The greatest thing about this box was the fact that the cards were in tremendous shape. No dings, creases, scratches…nothing. I was very pleasantly surprised by this as I usually get at least one card in every box that is mangled straight from the pack.
Overall, I was hoping to score one or two more big rookies, rather than David Eckstein (ugh). Despite the fact that some of the pulls were very lackluster, the International Refractor brought this box’s score up a bit, to a little better than average in my opinion. And like I said earlier, the Patterson would’ve been a big card around this product’s time of release, but who would want it now? If any Cubs fans in the blogosphere are interested, let me know.

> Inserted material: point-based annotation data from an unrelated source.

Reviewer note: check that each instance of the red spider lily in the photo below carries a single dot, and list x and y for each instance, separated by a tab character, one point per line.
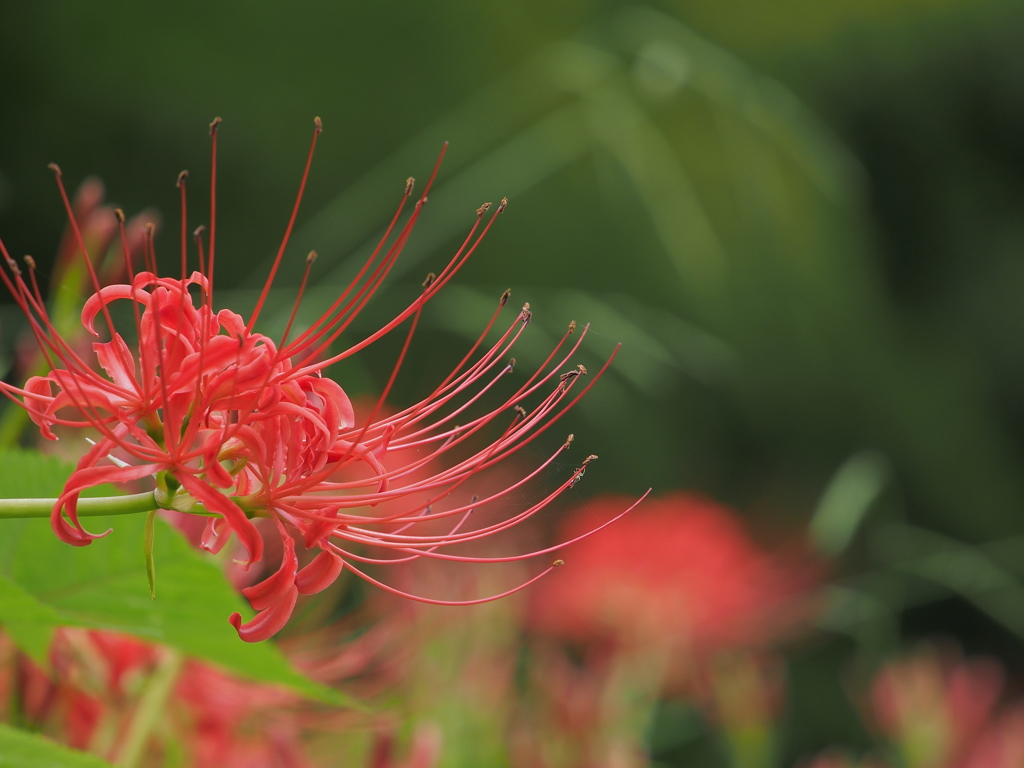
682	571
237	426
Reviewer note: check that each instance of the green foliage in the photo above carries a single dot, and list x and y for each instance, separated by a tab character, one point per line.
22	750
45	584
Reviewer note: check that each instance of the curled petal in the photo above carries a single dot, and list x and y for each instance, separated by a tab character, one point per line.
318	574
64	517
273	598
38	400
214	501
268	591
267	623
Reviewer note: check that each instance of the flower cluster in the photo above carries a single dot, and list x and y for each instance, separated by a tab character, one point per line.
238	426
682	571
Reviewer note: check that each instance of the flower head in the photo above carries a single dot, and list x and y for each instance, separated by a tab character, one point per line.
236	425
681	572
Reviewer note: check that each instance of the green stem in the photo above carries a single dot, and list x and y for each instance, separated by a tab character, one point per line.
151	710
112	505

I must say that I probably wouldn’t have even considered breaking this box if I had to pay anywhere near the $100 mark for it. Remember, the only guarantees in this box are 2 refractors, 2 Internationals, 3-4 ROY/Impact inserts, and a handful of rookies. There are tons of great names to shoot for and if you’re into the whole grading thing, they should grade pretty high if they come out like my cards did. For $65, I figured it would be worth a shot and while I wasn’t totally disappointed with my results, I surely would’ve been if I had to shell out the extra $35-40 only to find that all but about 4-5 of my rookies were on the level of Peter Bergeron, Bubba Crosby, and Guillermo Mota. I’d proceed with caution on this one, at least if you end up paying top dollar.
Overall Grade: B-
Following in the footsteps of Mario at Wax Heaven, I just opened up a box of 1997 Bowman Chrome. Many of you may recall the first-ever video box break of this stuff about three weeks ago. Now, it’s my turn. Yeah, you all know what’s coming…

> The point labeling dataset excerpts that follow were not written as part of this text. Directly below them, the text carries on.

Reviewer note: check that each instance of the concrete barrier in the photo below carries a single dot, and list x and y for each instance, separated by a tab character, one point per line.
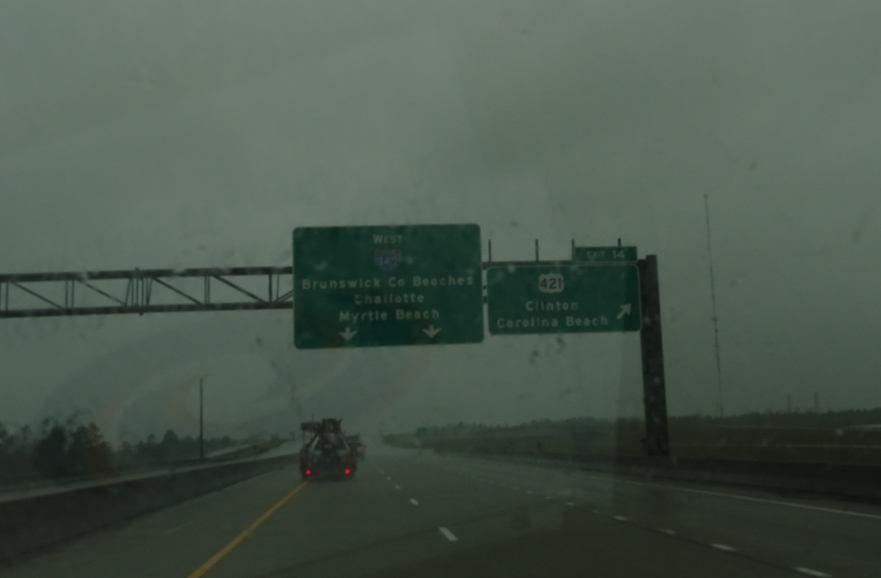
31	523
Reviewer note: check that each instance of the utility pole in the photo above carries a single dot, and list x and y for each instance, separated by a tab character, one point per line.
715	316
201	424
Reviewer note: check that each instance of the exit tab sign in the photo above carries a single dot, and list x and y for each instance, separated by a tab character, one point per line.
604	254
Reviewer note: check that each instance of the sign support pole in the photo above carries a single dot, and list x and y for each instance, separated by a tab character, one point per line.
656	441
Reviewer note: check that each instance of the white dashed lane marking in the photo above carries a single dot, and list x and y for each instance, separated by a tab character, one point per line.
812	572
448	535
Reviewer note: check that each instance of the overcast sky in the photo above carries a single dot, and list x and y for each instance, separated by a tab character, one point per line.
169	134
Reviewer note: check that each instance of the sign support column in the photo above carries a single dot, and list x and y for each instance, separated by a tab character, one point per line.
656	441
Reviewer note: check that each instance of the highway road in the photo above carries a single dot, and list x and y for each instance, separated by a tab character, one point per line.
412	513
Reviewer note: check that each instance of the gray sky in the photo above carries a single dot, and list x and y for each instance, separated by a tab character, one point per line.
164	134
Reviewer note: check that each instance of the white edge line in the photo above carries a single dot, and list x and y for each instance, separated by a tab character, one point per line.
448	535
812	572
740	497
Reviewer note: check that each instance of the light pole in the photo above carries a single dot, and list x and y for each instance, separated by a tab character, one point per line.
201	424
715	316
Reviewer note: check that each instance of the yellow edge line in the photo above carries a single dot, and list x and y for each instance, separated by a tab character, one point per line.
201	570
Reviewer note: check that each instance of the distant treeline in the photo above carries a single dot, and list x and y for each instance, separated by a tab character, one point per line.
72	449
819	420
808	419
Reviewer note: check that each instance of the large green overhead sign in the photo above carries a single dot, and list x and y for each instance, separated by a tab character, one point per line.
578	298
395	285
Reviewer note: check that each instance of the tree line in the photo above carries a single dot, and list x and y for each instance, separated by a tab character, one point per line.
73	449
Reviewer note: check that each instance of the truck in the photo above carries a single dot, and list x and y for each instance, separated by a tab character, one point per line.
326	452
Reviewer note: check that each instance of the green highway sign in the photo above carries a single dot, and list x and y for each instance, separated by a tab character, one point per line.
604	254
576	298
395	285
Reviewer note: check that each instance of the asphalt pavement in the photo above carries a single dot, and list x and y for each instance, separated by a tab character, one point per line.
410	513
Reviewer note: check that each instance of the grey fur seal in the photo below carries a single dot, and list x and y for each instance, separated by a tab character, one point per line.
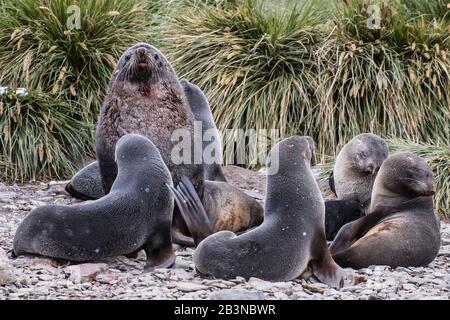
401	228
356	167
291	237
202	112
86	184
135	215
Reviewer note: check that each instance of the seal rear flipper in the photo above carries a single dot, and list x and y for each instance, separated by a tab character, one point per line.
77	195
192	210
328	272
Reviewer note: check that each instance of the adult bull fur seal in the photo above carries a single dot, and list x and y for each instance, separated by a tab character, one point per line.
291	237
202	112
135	215
401	228
145	97
356	167
87	183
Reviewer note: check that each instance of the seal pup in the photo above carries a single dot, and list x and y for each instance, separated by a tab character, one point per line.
401	228
291	237
86	184
135	215
356	167
202	113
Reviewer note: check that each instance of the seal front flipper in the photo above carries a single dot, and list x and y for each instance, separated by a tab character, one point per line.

Base set: There are 300 cards in the set: 100 veteran “Reds” and 200 rookie/prospect “blues.” My box yielded 30 reds and 53 blues, or 83 of 300 basic cards, for 27.67% There were no duplicates in this box. Some of the key rookies included Miguel Tejada, Vernon Wells, Aramis Ramirez, Kerry Wood, Adrian Beltre and to a lesser extent, Orlando Cabrera and Jose Cruz, Jr.
International (1:4 packs): Inserted into every fourth pack on average are the International parallels which feature the flag of the player’s country of origin in the background. My pulls were of Adrian Beltre (RC), Greg Maddux, Moises Alou, Todd Greene, Marlon Anderson, and Dermal Brown.
Refractors (1:12 packs): Where’s there’s chrome, there are refractors. My refractors were Sandy Alomar (who I didn’t think would ever stop playing) and Brett Tomko (who is surprisingly still playing).
International Refractors (1:24 packs): Since they already had shiny cards and flag backgrounds, why not make shiny flagged-background cards? I pulled a Robbie Bell, who at least had some experience in the Majors, just for some bad teams. Hmm, two Internationals with Braves on it in the same box as the “Evil Alomar.”
Scout’s Honor Roll (1:12 packs): Seeded at two per box are the Scout’s Honor Roll inserts. These inserts are made to look like a notepad and if you look at the back, you’ll see a mini evaluation of the “five tools” each prospect is judged on: hitting, power, speed, defense, and arm. I pulled a Kevin Orie and Wilton Guerrero. A refractor version can be found in every 36 packs on average. I found a refractor of Darin Erstad in this box.
1998 ROY Favorites (1:24 packs): Finishing this box off are the 1998 ROY Favorites inserts. This set features just the best baseball prospects of the time. These cards are borderless and feature an up-close portrait shot of the player. I pulled a Todd Helton. The refractor version of this insert is seeded 1 in every 72 packs.
Final Thoughts: I thought this was a decent break overall. The refractors and a couple of the insert pulls were undoubtedly weak, but this was made up for by the rookie pulls, which is what I was more focused on. It would’ve been nice to pull a Berkman though and really nice to pull a shiny one with a flag background!
As always, thanks for reading and good luck with your own breaks!